Xiaomi’s channel-less strategy is paying dividends as the smartphone manufacturer continues to disrupt Indonesia’s rapidly growing market with competitive price-to-spec rations.
According to IDC, Indonesia recorded the highest smartphone shipments ever recorded during the second quarter of 2018, growing 22 per cent quarter over quarter and 18 per cent over the same period last year, largely attributed to a surge in Xiaomi’s shipments.
Although falling by five per cent since the Q217, Samsung still holds the biggest market share amongst all smartphone manufacturers in Indonesia, standing at 27 per cent.
However, the biggest surprise has been the growth of Xiaomi across Indonesia, growing from just three per cent in Q217 to 25 per cent market share in Q218, second only to Samsung.
Furthermore, unlike its counterparts, Xiaomi has adopted a growth strategy that leverages an internet-centric approach, conducting regular flash sales through ecommerce partners, mobile gaming, and continuous support to its fanbase community.
This approach has resulted in Xiaomi building rapid brand recognition through word of mouth and social media mentions.
“Xiaomi, which faced various growth challenges in the past, has emerged to be the dark horse in the Indonesian smartphone market, becoming the second largest player after Samsung,” said Risky Febrian, market analyst at IDC Indonesia.
“As opposed to OPPO and vivo's strategy, Xiaomi, despite its minimal marketing campaigns and thin margins for channel partners, was able to supply handsets with competitive price-to-spec ratios to the market, giving end users more value for their money.
"With this strategy, Xiaomi gradually caught up and gained significant mindshare and market share."
Rather than a threat to the channel, there are lessons and opportunities not just for Xiaomi’s competitors but for partners within the wider ecosystem as well.

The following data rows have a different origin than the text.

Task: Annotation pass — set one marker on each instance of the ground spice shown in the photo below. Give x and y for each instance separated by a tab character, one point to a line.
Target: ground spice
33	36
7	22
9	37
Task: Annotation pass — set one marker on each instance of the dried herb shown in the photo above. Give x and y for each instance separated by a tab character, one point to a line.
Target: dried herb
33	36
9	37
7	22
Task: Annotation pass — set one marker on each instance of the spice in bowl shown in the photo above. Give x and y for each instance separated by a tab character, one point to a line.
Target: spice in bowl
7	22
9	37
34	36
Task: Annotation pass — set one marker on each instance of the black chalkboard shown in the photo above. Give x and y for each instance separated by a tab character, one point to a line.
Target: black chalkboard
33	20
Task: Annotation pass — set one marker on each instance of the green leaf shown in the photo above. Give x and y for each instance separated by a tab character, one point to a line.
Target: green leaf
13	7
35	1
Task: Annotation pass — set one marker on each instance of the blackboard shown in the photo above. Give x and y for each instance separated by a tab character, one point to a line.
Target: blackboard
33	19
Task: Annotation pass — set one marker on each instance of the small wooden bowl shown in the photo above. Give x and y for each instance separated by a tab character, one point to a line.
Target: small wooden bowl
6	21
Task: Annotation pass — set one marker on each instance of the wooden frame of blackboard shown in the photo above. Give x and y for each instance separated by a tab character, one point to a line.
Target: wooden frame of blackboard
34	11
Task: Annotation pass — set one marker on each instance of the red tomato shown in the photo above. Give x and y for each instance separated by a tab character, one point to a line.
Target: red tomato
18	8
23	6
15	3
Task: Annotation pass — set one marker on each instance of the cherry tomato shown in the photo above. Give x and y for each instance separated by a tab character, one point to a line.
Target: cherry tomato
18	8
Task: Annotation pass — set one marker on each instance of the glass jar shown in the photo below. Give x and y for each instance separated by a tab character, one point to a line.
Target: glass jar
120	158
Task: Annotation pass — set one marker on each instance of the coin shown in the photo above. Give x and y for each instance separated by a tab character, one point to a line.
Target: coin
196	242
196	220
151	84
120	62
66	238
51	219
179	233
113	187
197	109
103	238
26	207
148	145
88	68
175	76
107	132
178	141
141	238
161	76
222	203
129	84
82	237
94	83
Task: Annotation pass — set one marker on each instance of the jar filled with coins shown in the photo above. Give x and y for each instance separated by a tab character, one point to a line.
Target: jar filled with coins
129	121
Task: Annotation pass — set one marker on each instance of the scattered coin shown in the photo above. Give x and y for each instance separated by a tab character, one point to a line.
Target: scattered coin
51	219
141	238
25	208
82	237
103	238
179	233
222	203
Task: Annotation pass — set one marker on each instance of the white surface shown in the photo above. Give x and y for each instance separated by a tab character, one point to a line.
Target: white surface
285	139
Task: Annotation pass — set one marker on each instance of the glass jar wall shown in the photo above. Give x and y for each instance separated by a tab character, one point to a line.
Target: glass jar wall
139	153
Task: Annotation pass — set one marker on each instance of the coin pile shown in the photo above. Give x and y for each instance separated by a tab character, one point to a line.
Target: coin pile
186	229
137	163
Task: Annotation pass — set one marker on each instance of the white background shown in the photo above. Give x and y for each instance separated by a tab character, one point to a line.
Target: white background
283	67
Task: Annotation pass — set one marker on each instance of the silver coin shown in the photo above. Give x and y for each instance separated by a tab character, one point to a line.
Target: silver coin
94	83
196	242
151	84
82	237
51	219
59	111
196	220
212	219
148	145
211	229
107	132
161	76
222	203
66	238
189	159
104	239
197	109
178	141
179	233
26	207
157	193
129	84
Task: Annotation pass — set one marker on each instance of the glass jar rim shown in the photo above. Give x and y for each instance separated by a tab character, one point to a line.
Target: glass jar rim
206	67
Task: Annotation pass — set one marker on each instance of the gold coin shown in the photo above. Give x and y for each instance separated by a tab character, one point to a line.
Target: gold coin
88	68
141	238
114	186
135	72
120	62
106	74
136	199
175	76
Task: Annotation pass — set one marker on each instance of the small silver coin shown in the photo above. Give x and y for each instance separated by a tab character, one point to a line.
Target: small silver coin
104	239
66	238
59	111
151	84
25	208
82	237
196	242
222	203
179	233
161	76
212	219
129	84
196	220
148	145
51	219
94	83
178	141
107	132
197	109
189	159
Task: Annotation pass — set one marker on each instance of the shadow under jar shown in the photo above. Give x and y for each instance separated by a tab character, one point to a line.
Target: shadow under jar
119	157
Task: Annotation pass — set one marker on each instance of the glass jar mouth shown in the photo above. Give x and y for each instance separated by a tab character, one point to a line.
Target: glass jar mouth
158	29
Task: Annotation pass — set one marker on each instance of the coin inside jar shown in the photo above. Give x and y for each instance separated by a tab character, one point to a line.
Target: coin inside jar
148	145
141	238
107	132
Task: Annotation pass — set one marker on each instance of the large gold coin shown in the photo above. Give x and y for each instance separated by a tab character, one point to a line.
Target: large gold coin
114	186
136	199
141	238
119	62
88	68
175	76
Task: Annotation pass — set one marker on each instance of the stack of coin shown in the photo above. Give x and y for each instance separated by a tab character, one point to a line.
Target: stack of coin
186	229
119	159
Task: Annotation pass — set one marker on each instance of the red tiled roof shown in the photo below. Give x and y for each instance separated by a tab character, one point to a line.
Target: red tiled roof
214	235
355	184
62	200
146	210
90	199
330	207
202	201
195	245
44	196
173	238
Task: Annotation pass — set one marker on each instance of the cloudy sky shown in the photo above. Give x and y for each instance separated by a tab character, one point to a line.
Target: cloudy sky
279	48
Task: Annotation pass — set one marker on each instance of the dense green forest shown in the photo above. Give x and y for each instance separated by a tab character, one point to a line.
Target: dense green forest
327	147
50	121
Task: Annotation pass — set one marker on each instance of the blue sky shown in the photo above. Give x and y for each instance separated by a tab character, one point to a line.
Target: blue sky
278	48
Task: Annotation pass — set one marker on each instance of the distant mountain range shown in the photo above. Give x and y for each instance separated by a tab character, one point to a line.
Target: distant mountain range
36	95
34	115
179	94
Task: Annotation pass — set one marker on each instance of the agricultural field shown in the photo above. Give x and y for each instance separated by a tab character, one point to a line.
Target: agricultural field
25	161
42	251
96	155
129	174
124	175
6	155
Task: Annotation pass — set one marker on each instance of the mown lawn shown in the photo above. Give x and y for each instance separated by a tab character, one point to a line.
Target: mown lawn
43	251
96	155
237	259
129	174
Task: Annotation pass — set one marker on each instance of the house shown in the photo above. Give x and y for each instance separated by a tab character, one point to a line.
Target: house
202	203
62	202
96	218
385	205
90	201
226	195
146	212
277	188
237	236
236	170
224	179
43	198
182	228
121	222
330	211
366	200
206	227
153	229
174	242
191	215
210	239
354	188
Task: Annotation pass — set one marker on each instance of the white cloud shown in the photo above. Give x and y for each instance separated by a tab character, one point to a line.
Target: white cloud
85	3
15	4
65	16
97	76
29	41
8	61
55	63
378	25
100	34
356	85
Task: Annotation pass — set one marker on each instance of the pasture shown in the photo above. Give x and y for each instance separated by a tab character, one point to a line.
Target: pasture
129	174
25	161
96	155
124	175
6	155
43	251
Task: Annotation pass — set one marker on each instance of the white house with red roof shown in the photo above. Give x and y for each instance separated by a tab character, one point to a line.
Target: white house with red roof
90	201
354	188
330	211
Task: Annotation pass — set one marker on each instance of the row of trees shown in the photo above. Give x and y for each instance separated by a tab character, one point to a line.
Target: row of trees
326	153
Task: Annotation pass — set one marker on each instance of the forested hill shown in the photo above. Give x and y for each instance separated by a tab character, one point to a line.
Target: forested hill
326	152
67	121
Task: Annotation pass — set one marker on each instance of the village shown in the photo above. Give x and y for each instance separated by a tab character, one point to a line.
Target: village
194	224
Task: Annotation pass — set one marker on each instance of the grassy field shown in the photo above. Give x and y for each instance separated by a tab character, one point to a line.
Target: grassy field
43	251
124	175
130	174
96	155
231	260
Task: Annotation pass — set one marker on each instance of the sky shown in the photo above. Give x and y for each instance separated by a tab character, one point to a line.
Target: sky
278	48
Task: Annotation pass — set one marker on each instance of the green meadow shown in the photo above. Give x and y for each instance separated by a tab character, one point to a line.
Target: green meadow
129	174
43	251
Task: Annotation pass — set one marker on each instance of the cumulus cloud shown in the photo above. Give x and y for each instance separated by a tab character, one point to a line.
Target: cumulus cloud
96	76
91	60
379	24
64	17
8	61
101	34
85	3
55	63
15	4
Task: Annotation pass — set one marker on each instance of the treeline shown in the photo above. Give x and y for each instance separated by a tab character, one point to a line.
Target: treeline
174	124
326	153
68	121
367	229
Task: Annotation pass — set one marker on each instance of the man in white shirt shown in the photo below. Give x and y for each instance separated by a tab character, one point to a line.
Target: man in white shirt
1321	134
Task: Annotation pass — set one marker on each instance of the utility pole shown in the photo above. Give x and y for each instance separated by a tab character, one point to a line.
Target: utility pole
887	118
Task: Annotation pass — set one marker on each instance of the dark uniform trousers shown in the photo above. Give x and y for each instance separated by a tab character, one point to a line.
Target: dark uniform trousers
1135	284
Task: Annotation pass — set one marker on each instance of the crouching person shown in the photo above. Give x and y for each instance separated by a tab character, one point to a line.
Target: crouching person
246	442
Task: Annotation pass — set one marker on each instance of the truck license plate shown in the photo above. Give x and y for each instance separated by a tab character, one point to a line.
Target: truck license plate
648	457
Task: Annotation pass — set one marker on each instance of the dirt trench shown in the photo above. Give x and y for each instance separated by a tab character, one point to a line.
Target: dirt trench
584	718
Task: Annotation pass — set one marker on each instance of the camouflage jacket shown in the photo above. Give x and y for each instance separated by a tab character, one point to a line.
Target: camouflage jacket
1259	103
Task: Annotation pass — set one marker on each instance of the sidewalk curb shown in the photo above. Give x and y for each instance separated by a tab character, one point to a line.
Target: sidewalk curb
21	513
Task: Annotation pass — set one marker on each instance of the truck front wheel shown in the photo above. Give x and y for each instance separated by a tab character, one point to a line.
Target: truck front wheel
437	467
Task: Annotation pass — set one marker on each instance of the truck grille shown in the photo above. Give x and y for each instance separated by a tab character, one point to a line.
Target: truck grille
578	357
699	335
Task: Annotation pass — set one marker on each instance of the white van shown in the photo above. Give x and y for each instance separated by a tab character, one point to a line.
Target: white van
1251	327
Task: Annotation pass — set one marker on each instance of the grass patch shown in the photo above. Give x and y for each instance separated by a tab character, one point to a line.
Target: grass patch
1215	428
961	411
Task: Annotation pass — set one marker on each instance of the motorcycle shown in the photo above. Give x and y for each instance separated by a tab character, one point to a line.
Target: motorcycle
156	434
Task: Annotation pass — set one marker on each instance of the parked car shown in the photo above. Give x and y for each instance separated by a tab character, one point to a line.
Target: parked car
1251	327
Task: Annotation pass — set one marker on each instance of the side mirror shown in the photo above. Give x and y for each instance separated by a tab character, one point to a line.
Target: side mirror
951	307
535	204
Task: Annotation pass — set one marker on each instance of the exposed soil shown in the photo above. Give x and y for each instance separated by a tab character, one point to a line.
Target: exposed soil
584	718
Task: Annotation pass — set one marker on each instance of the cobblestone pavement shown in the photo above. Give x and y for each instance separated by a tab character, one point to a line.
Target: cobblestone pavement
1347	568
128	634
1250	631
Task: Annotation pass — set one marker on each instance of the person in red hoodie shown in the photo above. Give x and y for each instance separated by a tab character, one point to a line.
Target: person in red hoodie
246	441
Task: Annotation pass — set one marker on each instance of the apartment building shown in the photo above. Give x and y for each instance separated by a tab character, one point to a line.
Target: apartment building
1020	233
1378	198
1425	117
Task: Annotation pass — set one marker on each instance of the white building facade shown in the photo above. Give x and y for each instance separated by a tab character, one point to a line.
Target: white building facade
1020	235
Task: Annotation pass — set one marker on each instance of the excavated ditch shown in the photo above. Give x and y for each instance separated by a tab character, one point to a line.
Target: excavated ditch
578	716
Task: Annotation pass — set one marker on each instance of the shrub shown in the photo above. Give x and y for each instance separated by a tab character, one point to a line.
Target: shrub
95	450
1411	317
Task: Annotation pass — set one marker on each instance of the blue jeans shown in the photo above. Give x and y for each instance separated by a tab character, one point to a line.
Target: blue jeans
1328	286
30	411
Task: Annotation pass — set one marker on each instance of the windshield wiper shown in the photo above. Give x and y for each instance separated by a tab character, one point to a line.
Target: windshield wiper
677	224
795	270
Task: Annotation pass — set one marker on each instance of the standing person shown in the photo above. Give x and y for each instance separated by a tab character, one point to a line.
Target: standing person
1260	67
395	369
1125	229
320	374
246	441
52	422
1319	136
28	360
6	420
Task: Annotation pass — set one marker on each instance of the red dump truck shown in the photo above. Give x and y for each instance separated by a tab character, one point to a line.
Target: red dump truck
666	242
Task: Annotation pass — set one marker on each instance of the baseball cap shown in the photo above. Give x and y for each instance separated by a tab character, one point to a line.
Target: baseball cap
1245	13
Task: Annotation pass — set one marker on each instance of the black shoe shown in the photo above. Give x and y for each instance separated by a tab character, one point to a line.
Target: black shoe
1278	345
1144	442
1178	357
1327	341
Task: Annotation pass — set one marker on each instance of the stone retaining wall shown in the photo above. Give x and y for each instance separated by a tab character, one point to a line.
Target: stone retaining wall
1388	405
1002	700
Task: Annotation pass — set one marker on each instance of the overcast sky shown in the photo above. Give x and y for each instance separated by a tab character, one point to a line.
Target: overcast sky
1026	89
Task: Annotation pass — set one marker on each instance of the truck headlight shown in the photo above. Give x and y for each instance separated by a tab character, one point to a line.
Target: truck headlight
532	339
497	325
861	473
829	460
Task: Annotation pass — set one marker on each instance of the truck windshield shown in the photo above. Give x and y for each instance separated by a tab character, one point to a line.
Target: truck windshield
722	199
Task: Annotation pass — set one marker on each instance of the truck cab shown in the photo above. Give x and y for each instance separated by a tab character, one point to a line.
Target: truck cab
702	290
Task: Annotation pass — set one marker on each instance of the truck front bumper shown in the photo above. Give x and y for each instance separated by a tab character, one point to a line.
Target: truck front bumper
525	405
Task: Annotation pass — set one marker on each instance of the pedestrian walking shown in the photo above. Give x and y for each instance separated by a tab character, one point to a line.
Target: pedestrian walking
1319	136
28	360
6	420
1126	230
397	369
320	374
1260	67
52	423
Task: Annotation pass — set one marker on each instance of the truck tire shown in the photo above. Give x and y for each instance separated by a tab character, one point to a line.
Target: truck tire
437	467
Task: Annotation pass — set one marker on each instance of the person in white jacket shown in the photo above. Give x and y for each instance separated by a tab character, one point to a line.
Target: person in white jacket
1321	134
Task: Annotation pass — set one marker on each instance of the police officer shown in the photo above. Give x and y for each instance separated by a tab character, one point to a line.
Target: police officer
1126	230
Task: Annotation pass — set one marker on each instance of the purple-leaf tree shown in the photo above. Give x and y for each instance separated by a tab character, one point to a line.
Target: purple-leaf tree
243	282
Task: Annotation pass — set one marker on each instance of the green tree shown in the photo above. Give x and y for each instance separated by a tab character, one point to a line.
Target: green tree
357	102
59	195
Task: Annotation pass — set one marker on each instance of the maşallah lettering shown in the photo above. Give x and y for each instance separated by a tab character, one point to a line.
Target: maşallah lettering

While there is certainly a market for Xiaomi product offerings, the channel should be asking how they add value, especially in supplementary services because while the vendor has seen remarkable short-term growth, it is yet to be seen how such an approach will be sustainable over the medium to long-term.
This is where the channel has an opportunity to shine, with mature competitors like Samsung understanding this all too well.
“IDC expects Xiaomi will continue in this direction to attempt to win the top spot in Indonesia,” said Febrian. “In the coming quarters, other players will be forced to revisit their pricing strategies to compete effectively, and local brands are expected to be hit the hardest by Xiaomi’s disruptive gameplay.
"That said, several challenges remain for Xiaomi to wrestle with, such as supply constraints and gray shipments of its popular models, both of which will negatively impact its local pricing strategies and market demand."
In the past, OPPO and vivo made strides in the local scene with their aggressive marketing campaigns and lucrative profit margins to their channel partners.
This caused a disruption in the market, directly driving up the market share of mid-range (US$200<US$400) smartphones as consumers who were seeking to upgrade their smartphones were enticed by these ‘loud’ brands.